Thanksgiving is by far my favorite holiday. What could be better than a day that combines football, food, and family? And in thinking about the range of things and people for which and whom I am thankful, I include the opportunity to express my point of view in this space and those readers whose feedback, concurring or contrary, makes writing this blog especially rewarding.
Given my left-leaning perspective, I frequently get responses (posted here and heard elsewhere) that complain about the "criminal-coddling" justice system. Yet one particularly absurd conjecture served up years ago by a local columnist has long stuck in my craw: that the amenities of life behind bars -- including the lavish Thanksgiving dinners and cable TV -- contribute to the high rate of recidivism.
Is life behind bars really so wonderful? Is it true that ex-cons yearn to return to the slammer just to feast on Thanksgiving dinner and watch the Patriots play the Lions on television?
A couple of years ago I decided to experience first-hand what those coddled criminals were doing for their Turkey Day. Is it really special from the usual turnkey days of the rest of the year?
I decided to make a field trip -- a pilgrimage of sorts -- to check out the jailhouse festivities. Fortunately, the Norfolk County House of Correction (the "median security" lockup situated on the strip between the north and south lanes of Route 128) had room for one more for dinner.

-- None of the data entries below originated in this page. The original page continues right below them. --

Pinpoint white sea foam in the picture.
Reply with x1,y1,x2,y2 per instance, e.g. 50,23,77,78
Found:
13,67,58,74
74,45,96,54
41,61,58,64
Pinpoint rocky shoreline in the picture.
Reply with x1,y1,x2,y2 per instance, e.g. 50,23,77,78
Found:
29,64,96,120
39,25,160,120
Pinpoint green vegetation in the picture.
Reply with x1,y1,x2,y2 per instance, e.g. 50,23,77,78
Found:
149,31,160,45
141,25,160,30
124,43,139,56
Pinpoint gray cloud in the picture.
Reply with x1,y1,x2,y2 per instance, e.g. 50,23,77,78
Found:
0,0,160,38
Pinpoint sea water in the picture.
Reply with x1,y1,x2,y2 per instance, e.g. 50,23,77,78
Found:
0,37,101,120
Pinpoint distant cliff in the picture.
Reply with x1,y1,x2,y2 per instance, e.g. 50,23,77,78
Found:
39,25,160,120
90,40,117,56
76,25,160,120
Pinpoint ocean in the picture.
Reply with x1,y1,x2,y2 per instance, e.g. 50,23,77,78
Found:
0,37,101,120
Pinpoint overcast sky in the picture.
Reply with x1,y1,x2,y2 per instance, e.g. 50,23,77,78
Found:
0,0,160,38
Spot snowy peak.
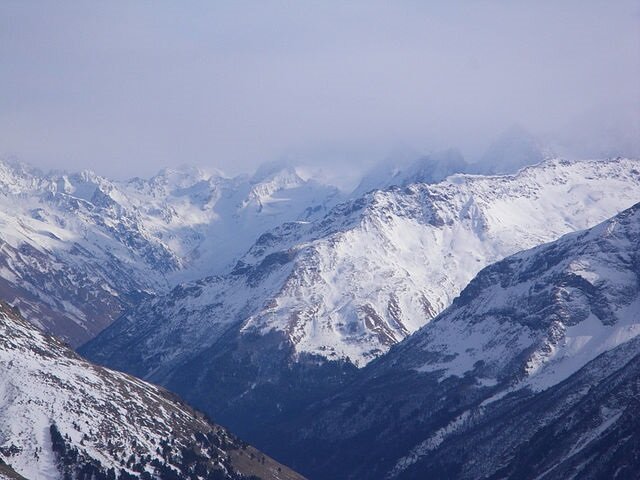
[265,204,640,480]
[0,303,301,480]
[352,149,469,197]
[400,204,640,389]
[0,159,338,345]
[85,159,640,378]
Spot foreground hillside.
[267,204,640,479]
[0,303,302,480]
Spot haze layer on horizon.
[0,1,640,178]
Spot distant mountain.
[0,303,302,480]
[353,149,469,197]
[80,159,640,441]
[476,125,545,175]
[0,163,339,345]
[272,204,640,480]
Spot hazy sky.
[0,0,640,178]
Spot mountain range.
[80,159,640,446]
[0,162,339,346]
[0,155,640,479]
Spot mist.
[0,1,640,182]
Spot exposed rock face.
[0,162,339,346]
[81,159,640,456]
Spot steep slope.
[83,159,640,370]
[0,303,302,480]
[471,125,545,174]
[353,149,469,197]
[81,159,640,445]
[0,163,338,345]
[267,204,640,479]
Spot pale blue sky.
[0,0,640,177]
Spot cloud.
[0,1,640,177]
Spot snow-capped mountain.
[81,159,640,446]
[353,149,468,197]
[471,125,545,174]
[0,303,302,480]
[266,203,640,479]
[0,163,339,345]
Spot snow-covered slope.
[80,159,640,454]
[265,203,640,479]
[352,149,469,197]
[0,303,302,480]
[83,159,640,372]
[0,163,339,344]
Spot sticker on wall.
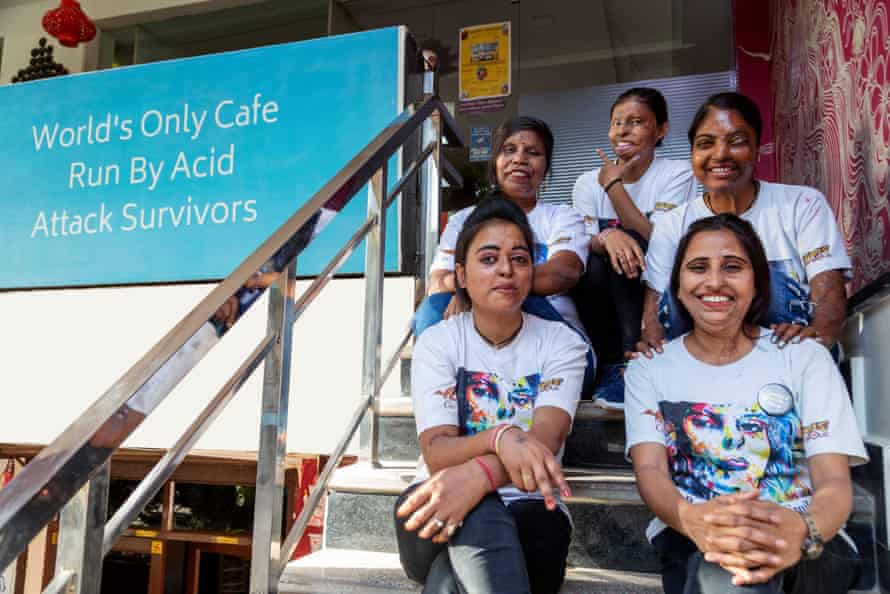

The menu was fairly traditional, including carved jail bird (white meat only) with seasoned stuffing (made with bread and water, of course) and cranberry sauce. The inmates were not given any choices over turkey parts, I guess to avoid any fights over the drumsticks.
Rob O. ate in the jail's drug and alcohol treatment unit. The 43-year-old convict, who was serving time for assault and battery, compared his experiences in Norfolk County with the time he spent in jail back in his native Mississippi. In Mississippi, Thanksgiving was basically a lock-down day -- no turkey, no television.
While admitting that the "get tough" approach might scare some men from future offending, Rob minimized its impact. "Criminals are used to abusive situations," he insisted. "They respond better when approached with dignity and a bit of compassion."
It was Mahatma Gandhi who observed that a society's moral progress could be judged by how its weakest members were treated. In the spirit of the holiday, I suggest that we might judge our moral progress by how we feed our inmates. The "let them have bread and water" crowd would have life behind bars be as miserable and oppressive as possible. However, the punishment of incarceration is deprivation of liberty, not deprivation of humanity.
For some perspective on my own jailhouse experience, I called around to ask about Thanksgiving activities elsewhere. Inmates in the culinary arts program at Riker's Island in New York cooked 100 stuffed turkeys, which they then delivered (under armed escort) to church organizations for feeding the homeless. The inmates, I was told, felt good about doing something for those less fortunate.
For a sharply contrasting perspective, I called Sheriff Joe Arpaio of Maricopa County, Ariz., who is renowned for his hard-line practices. How would this maverick lawman, legendary for forcing convicts to wear pink underwear and sleep in tents, accommodate inmates on Thanksgiving?
Not surprisingly, Arpaio made only a slight concession for the holiday -- allowing the inmates to have pepper with their meal. While describing his no-frills menu, Jailor Joe actually boasted about spending half as much per day on inmate meals as he does for the dogs and cats housed in county-run shelters.
My own Thanksgiving meal at the Norfolk County House of Corrections was surprisingly tasty -- compliments to the chef. Still it was hardly lavish to the point where I would expect throngs of ex-cons to be banging on the bars trying to return in time for Christmas dinner.
The author is solely responsible for the content.